Ring Masters

The F/X makeup and magic was provided by Jackson's affiliate studio and workshop, Weta (named for a cockroach-like New Zealand insect). Special-effects designer Richard Taylor, a longtime collaborator, created thousands of weapons, armor, miniatures, and prosthetics, many surprisingly homemade. A team constructed hundreds of lightweight chain-mail suits, for instance, from pieces of plastic drainage pipe. For high-tech tasks, a computer program called MASSIVE made armies of CGI orcs, elves, and humans: digital creations that think and battle independently--identifying friend or foe--thanks to individual fields of vision. Jackson's team could click on one creature in a crowd scene of 20,000 and see through his "eyes." Different species even boast unique fighting styles.

It's those futuristic effects--and a collective desire for more of the same--that Ordesky says contributed to the boost in budget, now nearly $300 million by rock-bottom estimates. He maintains the originally announced $130 million commitment was a figure bandied about when the plan called for a two-parter rather than a trilogy. Doing the math with the new equation, however, still shows a $25-30 million budget increase per film. Most projects would have been long picked apart by gleeful Internet vultures at the slightest sign of budget bumps or crew upheavals. Yet LOTR's rep seems as impervious as mithril. That's partly a tribute to the faith of Jackson's followers. But credit must go also to New Line's complicated and intricate relationship with LOTR's ardents.

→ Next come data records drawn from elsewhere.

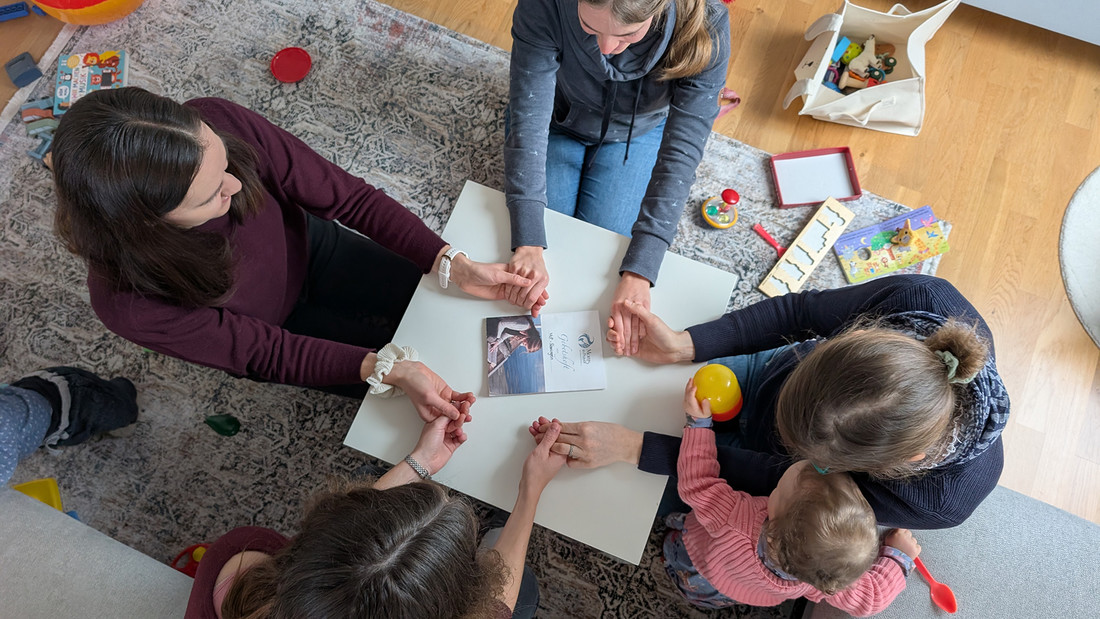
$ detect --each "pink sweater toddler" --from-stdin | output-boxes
[677,428,905,617]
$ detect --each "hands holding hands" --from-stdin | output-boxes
[527,417,642,468]
[607,294,695,364]
[443,247,549,316]
[409,409,472,475]
[502,245,550,316]
[382,361,477,429]
[519,419,568,500]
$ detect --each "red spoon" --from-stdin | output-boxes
[913,557,959,614]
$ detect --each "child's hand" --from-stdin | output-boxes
[886,529,921,559]
[684,378,711,419]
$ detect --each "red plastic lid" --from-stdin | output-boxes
[272,47,314,84]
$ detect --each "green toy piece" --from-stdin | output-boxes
[206,414,241,436]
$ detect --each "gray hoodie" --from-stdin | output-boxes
[504,0,729,283]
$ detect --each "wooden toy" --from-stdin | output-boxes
[758,198,855,297]
[832,36,851,64]
[840,43,864,65]
[695,363,744,421]
[848,34,876,76]
[701,189,741,230]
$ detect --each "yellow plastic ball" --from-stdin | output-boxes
[695,363,744,421]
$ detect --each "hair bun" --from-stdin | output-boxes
[924,318,989,383]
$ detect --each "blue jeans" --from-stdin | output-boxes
[547,121,664,236]
[657,344,793,518]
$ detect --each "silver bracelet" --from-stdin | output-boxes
[405,454,431,480]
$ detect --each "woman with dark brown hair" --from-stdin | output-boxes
[53,88,541,420]
[531,275,1009,529]
[186,415,565,619]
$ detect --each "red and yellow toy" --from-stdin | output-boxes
[32,0,145,25]
[702,189,741,230]
[695,363,745,421]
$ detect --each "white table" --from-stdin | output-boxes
[344,181,737,564]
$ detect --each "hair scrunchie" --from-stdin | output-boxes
[366,342,420,398]
[933,351,977,385]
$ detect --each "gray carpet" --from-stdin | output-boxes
[0,0,934,618]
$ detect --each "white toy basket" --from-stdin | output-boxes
[783,0,960,135]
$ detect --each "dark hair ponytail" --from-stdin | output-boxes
[53,88,263,307]
[222,482,507,619]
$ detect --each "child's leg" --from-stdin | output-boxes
[0,385,53,485]
[663,515,737,608]
[12,367,138,446]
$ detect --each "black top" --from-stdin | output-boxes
[638,275,1009,529]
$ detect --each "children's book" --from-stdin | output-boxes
[833,207,949,284]
[485,311,607,396]
[54,49,128,117]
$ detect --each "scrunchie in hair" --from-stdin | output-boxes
[933,351,977,385]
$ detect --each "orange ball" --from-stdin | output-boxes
[32,0,145,25]
[695,363,744,421]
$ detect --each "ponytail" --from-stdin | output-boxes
[776,319,989,479]
[924,319,989,385]
[580,0,715,80]
[661,0,715,80]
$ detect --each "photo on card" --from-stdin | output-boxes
[485,311,607,396]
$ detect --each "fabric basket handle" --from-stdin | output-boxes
[828,97,895,126]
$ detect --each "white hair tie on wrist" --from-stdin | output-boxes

From his computer-crammed office in Los Angeles, Gordon Paddison manages an information kingdom that would make J. Edgar Hoover blush. As head of New Line's interactive marketing department, the velvet-voiced Paddison (a former actor) is credited with a groundbreaking approach to fansites. "Everybody has my home number, my e-mail, and my cell number," Paddison says. "I talk to fansites at three in the morning." New Line, in fact, launched its official site, lordoftherings.net, back in May 1999--two and a half years before the first film was to bow. More importantly, Paddison's outreach efforts with the top three dozen or so fansites have created a rather snug online community. He and other New Line execs answer an estimated 100 e-mails a day, shooting down rumors (like the one that servant Sam would be sex-changed to give Frodo a love interest) or just shooting the breeze. "Gordon is a genius," Ordesky says. "He's been brilliant at keeping an inclusionary vibe, and it's such a contrast to other big-budget Hollywood movies where the fans and the Internet are seen as things to be kept away." (Paging Mr. Lucas...)

The admiration was not always mutual. During the Kiwi summer of 2000, New Zealand native Erica Challis, of fansite TheOneRing[Registered Trademark].net, nearly got the law dogs sicced on her after planning a vacation around various LOTR sets, posting photos and tidbits along the way. Upon her return home, she received a trespassing notice-cum-restraining order. Challis took her case to the media. "They knew a story when they heard one," she says. "They were already pissed off because they were continually getting pushed around by security guards." Challis was becoming a folk hero--a fallen soldier of the Information Wars--when the studio did a smart 180, and began courting her with set visits and power lunches with producer Osborne.